Sélection des patients
La STAR est indiquée pour les patients atteints de TAV réfractaire aux antiarythmiques et à l’ablation, ou lorsque ces options sont contre-indiquées. La majorité des patients traités ont eu un échec d’ablation endo-/épicardiques. La STAR est également envisagée chez ceux avec des valves mécaniques, des thrombus ventriculaires ou des antécédents chirurgicaux compliquant l’accès épicardique. Pour les cardiomyopathies non ischémiques pour lesquelles l’ablation est moins efficace, la STAR est prometteuse mais reste expérimentale. La sélection des patients doit être multidisciplinaire, tenant compte de l’état fonctionnel et des risques, surtout en cas d’insuffisance cardiaque avancée.
Orientations futures
La technique STAR est encore une modalité thérapeutique émergente. Sa valeur doit être envisagée dans le contexte des évolutions thérapeutiques en électrophysiologie invasive, telles que l’ablation par électroporation ou par cryothérapie, mais également à la lumière des potentielles complications. Des initiatives telles que le consortium STOPSTORM, financé par le programme Horizon 2020 de l’Union européenne (N° 945119), contribueront davantage à la standardisation des approches, du suivi et des complications.

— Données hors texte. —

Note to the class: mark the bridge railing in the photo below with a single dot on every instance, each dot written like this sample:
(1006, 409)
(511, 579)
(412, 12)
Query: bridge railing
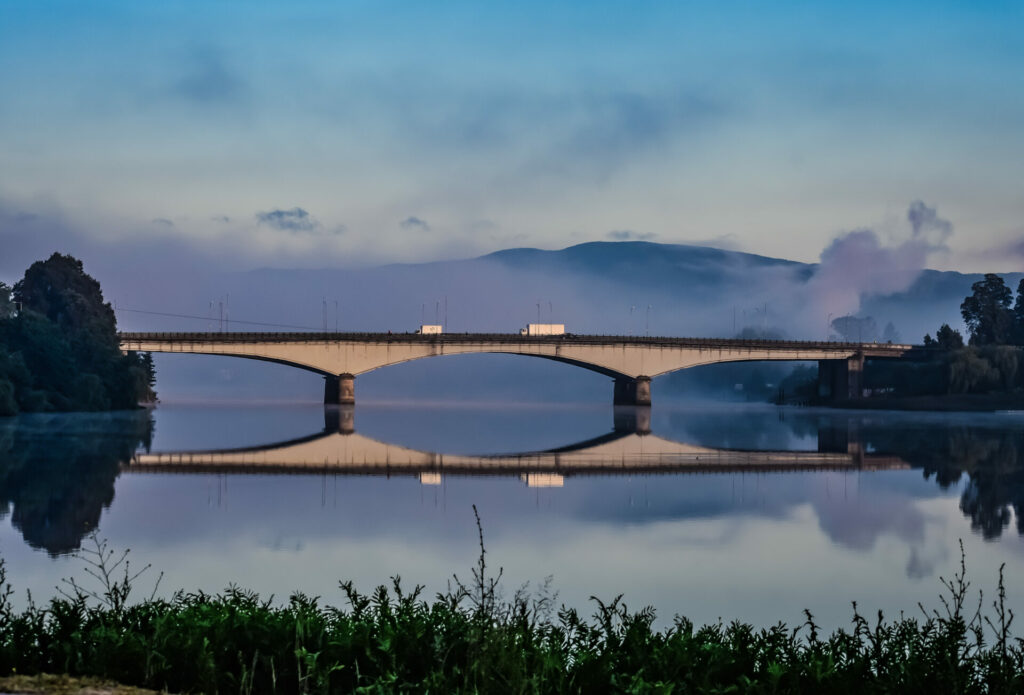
(456, 338)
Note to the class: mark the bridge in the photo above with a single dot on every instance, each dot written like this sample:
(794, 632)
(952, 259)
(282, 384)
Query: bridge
(628, 450)
(632, 362)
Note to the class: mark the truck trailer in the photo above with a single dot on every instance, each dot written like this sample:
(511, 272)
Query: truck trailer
(543, 330)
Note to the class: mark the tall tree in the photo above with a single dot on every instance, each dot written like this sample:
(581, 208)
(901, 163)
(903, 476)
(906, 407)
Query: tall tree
(986, 311)
(66, 341)
(948, 339)
(1019, 314)
(6, 303)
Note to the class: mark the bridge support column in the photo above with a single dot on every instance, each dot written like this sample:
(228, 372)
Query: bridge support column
(632, 419)
(633, 391)
(841, 379)
(340, 419)
(339, 390)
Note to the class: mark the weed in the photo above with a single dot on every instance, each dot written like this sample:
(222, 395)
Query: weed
(470, 639)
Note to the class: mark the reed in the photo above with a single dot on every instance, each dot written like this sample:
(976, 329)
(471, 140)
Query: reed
(470, 639)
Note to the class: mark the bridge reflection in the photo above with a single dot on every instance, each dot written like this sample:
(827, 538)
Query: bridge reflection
(629, 449)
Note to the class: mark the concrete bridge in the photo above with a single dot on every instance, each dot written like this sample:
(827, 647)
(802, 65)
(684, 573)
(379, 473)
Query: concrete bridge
(341, 450)
(340, 357)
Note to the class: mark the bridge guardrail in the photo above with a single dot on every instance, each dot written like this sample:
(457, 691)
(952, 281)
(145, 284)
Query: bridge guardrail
(230, 337)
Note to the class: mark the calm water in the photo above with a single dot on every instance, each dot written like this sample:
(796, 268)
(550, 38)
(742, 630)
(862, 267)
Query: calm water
(709, 511)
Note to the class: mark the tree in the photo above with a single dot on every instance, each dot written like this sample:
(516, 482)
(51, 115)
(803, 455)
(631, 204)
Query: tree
(6, 304)
(986, 311)
(62, 351)
(948, 339)
(1019, 315)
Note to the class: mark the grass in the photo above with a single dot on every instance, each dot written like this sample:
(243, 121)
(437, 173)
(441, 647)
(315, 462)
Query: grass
(470, 639)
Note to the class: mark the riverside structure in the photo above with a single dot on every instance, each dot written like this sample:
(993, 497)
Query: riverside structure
(631, 361)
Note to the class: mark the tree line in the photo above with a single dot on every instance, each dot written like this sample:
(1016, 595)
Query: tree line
(58, 345)
(990, 360)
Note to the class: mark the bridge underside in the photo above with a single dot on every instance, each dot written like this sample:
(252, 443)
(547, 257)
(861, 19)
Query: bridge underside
(631, 362)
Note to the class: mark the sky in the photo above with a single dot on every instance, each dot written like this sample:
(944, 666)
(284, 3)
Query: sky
(340, 134)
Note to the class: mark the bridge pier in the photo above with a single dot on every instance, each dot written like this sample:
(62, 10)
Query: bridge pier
(632, 419)
(339, 419)
(841, 379)
(632, 391)
(339, 390)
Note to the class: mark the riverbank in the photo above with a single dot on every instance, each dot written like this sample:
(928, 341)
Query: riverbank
(470, 639)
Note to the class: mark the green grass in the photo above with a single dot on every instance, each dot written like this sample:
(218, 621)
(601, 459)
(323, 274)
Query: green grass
(470, 639)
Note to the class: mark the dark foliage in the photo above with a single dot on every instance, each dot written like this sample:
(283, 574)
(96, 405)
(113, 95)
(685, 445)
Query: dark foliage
(56, 475)
(60, 350)
(948, 339)
(470, 640)
(986, 311)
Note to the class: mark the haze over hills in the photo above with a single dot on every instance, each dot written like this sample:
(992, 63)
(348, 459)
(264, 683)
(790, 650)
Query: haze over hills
(621, 288)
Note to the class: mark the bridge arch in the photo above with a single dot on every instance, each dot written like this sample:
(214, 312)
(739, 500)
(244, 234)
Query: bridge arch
(630, 361)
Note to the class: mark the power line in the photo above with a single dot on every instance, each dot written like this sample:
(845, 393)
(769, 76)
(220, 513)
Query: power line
(206, 318)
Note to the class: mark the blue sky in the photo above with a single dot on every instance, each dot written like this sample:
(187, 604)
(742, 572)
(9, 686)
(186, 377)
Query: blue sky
(339, 133)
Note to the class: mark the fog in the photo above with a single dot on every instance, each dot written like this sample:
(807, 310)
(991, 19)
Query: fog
(164, 283)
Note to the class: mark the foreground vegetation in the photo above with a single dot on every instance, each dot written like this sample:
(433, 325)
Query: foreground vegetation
(469, 639)
(58, 345)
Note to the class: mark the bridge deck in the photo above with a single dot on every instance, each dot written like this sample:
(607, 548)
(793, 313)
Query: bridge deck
(883, 349)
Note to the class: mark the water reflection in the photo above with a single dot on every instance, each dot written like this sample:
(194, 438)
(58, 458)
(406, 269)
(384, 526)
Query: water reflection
(57, 472)
(629, 448)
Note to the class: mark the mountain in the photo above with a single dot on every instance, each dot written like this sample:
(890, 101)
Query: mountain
(625, 288)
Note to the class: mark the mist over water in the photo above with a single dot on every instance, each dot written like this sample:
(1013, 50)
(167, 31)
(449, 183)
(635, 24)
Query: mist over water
(751, 543)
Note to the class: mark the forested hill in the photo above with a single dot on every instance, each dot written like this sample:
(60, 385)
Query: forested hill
(58, 345)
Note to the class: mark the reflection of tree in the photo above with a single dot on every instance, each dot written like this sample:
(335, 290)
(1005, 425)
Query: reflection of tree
(992, 460)
(57, 472)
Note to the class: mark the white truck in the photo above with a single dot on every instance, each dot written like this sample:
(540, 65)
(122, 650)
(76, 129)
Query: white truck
(543, 330)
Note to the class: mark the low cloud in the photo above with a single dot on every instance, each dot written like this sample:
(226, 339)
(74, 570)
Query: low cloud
(293, 220)
(630, 235)
(209, 80)
(412, 222)
(857, 264)
(927, 225)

Plusieurs questions importantes, restant sans réponse, pourraient être abordées à l’aide :
– d’études sur le mécanisme d’action par lequel la STAR influence la conduction cardiaque. Comment cela affecte-t-il la microvascularisation cardiaque, l’inflammation et le système autonome ?
– d’études sur le régime de dose et de fractionnement pour atteindre une efficacité et une sécurité optimales ;
– d’études observationnelles pour comprendre la durabilité des effets, l’efficacité et la toxicité sur la vascularisation coronaire, le myocarde et les valves ;
– de méthodes pour délimiter et cibler le substrat arythmogène afin d’obtenir des effets bénéfiques tout en limitant les risques.
De nombreuses questions restent pendantes, telles que :
– doit-on cibler toutes les régions cicatricielles ? Sachant que ces dernières évoluent dans le temps ;
– la STAR doit-elle être restreinte aux sites de sortie de la TV clinique ?
– doit-on cibler toutes les TV induites durant les procédures d’ablation ou seulement la TV clinique ?
– la comparaison de la STAR à une réablation par cathéter de patients ayant déjà eu une procédure.
Conclusion
La technique STAR présente un potentiel significatif en tant qu’approche non invasive pour traiter les TAV malignes. Son rôle dans la prise en charge des patients requiert le développement de preuves cliniques de qualité avant sa généralisation en pratique clinique.